Published 18/02/2016

Kizza Besigye cleans his hands after casting his vote at his polling station near his country home in Rukungiri (AP)
Kizza Besigye cleans his hands after casting his vote at his polling station near his country home in Rukungiri (AP)

Ugandan opposition leader Kizza Besigye has been arrested in the capital Kampala on election day, his aide has claimed.

Shawn Muburi, who is in charge of communications for the Forum for Democratic Change party, said Mr Besigye was arrested late on Thursday in the suburb of Naguru, where he had gone to investigate alleged ballot stuffing in a house run by the intelligence agencies.

He said Mr Besigye was arrested and taken to an unknown location.

The police did not respond to requests for comment.

Mr Besigye is Ugandan president Yoweri Museveni's main challenger in the polls.

Vote counting has started in presidential and parliamentary polls marred by the late arrival of voting materials.

Mr Besigye's supporters said the delays were deliberate and were aimed at favouring Mr Museveni, whose rival is popular in Kampala.

A senior foreign election observer called the delays "absolutely inexcusable".

Several dozen polling stations never opened on Thursday and the election commission later said they would be open on Friday

The government also shut down access to social media sites like Twitter and Facebook.

"If the election is free and fair, we will be the first people to respect it, even if we are not the winner," Mr Besigye said Thursday at a polling station in his rural home of Rukungiri.

"But where it is not a free and fair election, then we must fight for free and fair elections because that is the essence of our citizenship."

A spokesman for the Forum for Democratic Change said the delays were a "deliberate attempt to frustrate" voters in urban areas where Mr Besigye is believed to be very popular, especially Kampala and the neighbouring district of Wakiso.

Mr Besigye was Mr Museveni's personal physician during a bush war and served as deputy interior minister in Mr Museveni's first Cabinet.

He broke with the president in 1999, saying Museveni was no longer a democrat.

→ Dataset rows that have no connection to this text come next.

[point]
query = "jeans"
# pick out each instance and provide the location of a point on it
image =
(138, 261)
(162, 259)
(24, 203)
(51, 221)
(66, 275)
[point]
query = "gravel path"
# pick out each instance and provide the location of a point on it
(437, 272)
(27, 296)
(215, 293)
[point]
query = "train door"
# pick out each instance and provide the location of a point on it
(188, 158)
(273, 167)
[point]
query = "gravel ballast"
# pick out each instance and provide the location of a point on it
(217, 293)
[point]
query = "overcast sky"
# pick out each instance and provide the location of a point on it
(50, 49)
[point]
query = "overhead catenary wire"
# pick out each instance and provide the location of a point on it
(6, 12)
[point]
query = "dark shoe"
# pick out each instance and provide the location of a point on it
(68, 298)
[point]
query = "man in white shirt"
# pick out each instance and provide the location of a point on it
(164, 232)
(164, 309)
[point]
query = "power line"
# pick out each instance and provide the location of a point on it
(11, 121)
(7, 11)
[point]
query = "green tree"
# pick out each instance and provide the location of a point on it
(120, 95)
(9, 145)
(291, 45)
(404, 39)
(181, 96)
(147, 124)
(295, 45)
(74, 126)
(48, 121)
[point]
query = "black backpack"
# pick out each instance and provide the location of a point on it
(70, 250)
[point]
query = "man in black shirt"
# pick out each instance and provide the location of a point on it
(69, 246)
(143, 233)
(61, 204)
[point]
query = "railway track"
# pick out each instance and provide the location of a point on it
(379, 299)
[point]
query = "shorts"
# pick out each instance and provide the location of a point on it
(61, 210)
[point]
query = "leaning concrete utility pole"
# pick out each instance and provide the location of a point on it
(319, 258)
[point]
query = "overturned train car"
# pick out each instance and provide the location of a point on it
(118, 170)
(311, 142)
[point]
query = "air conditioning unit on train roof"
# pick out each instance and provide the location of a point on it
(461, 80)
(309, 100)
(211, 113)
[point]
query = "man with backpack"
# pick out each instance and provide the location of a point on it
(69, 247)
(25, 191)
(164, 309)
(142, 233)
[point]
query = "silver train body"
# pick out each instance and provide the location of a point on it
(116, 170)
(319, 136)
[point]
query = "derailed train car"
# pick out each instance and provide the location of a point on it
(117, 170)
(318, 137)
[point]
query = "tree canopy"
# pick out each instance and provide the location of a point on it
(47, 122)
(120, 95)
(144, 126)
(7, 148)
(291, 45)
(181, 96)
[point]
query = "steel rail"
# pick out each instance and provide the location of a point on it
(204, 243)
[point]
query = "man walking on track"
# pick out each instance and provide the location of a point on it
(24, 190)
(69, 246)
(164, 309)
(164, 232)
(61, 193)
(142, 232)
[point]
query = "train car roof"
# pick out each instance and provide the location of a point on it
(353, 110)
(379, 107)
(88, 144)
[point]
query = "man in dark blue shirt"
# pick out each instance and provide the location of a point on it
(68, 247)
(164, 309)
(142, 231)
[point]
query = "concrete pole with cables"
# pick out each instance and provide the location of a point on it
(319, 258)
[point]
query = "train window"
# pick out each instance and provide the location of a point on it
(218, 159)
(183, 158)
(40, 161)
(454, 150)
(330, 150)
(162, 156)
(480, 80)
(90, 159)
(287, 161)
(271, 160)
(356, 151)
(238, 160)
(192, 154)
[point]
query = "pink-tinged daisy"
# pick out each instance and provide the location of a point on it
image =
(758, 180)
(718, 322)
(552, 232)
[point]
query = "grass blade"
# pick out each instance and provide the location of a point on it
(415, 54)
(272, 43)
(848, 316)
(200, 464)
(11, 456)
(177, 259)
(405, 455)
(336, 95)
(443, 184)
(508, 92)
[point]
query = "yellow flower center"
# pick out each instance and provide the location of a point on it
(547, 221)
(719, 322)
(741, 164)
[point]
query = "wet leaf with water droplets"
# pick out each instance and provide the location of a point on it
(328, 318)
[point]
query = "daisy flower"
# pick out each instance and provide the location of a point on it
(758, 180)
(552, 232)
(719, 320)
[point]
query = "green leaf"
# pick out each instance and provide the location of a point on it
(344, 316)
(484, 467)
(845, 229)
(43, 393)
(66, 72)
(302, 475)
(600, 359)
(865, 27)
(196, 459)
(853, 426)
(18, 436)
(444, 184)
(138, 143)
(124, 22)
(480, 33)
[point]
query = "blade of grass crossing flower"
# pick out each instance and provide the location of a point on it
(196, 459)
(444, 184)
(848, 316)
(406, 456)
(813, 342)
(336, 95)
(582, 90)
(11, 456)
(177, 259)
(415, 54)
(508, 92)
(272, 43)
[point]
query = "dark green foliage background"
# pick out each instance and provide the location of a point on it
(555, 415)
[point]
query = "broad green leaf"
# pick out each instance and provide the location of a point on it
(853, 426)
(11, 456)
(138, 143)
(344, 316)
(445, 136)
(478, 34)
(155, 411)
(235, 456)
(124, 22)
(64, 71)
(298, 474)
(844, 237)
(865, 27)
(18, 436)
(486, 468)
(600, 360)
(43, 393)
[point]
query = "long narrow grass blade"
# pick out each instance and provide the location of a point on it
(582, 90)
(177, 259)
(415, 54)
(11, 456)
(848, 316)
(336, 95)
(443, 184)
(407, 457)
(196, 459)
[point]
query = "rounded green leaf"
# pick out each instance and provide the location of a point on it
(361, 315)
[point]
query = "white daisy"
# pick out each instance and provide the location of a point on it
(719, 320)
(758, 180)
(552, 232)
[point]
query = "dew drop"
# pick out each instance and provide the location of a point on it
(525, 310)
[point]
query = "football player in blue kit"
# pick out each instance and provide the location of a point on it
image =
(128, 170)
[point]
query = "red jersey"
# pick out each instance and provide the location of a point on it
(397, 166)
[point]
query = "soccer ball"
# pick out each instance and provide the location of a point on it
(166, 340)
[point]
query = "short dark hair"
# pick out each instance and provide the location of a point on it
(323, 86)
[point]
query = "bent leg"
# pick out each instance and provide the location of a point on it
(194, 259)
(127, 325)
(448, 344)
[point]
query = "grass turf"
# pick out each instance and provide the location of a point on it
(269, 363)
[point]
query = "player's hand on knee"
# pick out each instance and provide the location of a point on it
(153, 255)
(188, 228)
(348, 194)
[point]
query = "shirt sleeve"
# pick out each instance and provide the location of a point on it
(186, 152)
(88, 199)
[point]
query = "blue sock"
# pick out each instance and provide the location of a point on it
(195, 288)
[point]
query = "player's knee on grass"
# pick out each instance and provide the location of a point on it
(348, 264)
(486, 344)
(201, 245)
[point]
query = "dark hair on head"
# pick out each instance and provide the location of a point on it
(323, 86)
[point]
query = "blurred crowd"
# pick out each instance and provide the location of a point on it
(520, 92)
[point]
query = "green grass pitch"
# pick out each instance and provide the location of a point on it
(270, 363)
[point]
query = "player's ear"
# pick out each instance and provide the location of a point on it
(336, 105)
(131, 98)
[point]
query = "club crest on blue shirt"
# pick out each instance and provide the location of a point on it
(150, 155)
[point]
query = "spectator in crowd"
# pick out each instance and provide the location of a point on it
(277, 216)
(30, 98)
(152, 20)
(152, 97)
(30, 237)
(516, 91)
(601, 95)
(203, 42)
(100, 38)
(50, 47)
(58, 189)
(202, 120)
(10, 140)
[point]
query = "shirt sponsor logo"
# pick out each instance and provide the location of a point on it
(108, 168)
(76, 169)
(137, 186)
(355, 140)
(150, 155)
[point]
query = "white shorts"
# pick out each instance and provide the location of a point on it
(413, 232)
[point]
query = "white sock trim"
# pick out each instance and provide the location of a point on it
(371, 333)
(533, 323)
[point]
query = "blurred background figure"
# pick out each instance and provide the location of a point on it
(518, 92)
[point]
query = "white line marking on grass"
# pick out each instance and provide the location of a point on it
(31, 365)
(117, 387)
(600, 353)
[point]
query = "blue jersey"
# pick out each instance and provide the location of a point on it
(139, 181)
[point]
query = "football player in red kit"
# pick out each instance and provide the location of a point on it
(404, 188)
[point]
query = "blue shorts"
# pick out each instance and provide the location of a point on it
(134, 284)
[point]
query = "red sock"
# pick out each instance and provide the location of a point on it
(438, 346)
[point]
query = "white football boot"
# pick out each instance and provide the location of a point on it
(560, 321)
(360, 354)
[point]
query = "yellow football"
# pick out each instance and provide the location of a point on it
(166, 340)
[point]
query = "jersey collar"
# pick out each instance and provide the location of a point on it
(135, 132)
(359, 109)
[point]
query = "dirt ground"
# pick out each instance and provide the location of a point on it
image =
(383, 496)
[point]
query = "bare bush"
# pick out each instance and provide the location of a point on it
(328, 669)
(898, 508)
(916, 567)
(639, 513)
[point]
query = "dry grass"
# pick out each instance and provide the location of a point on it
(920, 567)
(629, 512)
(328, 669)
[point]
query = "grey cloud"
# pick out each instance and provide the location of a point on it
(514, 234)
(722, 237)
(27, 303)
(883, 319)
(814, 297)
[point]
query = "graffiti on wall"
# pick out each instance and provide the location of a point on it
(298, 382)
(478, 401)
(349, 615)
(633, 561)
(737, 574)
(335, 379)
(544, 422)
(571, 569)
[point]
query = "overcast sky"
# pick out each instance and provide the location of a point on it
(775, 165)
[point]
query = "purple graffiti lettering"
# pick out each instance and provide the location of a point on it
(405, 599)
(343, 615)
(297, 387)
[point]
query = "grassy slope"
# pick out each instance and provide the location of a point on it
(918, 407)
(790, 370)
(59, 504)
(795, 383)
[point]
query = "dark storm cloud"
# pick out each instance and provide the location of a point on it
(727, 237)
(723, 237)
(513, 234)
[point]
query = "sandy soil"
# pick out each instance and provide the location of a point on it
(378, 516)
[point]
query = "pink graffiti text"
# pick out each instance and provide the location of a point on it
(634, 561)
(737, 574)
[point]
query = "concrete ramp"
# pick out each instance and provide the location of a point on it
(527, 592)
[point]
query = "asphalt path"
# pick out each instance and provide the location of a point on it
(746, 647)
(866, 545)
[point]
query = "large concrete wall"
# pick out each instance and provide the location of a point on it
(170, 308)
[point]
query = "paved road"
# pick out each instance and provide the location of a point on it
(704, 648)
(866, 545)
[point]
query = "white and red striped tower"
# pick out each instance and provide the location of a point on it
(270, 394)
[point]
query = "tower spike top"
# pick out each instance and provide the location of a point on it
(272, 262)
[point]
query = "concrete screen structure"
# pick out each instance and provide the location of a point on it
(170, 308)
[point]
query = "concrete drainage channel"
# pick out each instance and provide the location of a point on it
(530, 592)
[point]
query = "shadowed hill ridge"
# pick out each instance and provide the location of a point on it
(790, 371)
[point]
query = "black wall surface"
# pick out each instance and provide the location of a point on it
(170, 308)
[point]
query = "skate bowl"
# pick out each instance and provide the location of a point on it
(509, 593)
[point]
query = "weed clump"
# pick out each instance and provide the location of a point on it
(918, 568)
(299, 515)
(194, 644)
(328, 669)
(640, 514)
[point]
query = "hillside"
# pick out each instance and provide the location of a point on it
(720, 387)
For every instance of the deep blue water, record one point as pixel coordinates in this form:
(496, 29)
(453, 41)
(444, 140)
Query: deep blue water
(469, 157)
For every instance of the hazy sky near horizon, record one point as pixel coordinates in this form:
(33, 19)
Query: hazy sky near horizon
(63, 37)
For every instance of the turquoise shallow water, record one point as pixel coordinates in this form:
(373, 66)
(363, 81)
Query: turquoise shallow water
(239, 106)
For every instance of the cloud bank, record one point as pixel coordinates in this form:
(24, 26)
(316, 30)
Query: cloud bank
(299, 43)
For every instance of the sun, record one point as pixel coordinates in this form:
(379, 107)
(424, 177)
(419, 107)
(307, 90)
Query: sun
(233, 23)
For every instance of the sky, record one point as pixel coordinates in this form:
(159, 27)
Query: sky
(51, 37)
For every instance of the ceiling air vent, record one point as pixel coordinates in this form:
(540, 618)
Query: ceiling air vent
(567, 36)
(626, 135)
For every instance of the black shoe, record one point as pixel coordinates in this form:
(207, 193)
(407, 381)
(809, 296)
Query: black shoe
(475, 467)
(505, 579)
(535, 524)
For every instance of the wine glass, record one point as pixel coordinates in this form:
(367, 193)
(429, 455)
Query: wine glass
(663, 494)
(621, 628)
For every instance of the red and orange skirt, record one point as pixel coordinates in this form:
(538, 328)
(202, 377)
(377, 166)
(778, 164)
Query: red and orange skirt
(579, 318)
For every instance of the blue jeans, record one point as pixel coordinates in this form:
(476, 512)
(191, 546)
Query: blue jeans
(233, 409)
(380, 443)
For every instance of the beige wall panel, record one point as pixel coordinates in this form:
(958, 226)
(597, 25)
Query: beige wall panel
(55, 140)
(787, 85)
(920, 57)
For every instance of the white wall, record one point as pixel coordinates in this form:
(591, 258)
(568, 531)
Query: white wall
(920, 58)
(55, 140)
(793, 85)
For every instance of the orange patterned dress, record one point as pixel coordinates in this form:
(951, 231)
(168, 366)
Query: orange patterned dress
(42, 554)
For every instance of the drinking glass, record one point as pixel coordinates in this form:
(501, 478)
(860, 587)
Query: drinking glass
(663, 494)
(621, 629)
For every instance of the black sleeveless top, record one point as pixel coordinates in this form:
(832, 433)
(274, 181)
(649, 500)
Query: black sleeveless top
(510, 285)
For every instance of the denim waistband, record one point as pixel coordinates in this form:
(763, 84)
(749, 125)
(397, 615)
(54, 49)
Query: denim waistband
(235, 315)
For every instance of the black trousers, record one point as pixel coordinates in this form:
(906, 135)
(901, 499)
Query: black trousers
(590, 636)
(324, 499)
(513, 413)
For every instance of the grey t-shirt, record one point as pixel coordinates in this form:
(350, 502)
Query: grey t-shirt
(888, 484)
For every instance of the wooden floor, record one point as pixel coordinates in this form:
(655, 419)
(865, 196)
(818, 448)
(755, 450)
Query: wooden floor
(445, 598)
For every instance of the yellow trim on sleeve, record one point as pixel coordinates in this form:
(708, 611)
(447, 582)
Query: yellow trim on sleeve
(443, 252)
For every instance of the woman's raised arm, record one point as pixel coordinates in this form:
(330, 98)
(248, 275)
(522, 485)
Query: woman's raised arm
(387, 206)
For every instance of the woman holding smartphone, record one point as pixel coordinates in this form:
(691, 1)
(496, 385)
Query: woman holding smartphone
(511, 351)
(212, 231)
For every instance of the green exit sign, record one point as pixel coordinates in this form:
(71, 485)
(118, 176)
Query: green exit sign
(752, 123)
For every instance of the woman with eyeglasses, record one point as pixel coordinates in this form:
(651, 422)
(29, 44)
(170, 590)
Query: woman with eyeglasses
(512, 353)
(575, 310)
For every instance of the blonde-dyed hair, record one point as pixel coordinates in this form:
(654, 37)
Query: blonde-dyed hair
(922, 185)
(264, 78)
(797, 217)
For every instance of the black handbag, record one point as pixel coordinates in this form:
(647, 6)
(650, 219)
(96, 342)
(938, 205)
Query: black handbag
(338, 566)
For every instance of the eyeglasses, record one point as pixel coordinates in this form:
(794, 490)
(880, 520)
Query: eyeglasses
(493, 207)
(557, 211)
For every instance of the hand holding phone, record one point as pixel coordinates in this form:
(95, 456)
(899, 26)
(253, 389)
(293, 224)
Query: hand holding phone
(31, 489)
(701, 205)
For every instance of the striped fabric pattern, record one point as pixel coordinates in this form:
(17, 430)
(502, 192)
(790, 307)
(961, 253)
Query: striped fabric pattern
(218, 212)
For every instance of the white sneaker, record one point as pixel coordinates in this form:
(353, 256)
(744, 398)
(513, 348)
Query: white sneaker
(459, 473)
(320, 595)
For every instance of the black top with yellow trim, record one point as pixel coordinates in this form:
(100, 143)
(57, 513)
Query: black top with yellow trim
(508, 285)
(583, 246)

The head of the Commonwealth Observer Group, former Nigerian President Olusegun Obasanjo, called the long delays "absolutely inexcusable" and said they "will not inspire trust in the system and the process".

Mr Museveni said the shutdown of social media sites "must be steps taken by security" in anticipation of certain threats.

He added that security forces would deal with those who threaten violence during and after the election. Those who arrive at polling stations in time should be allowed to vote, he said.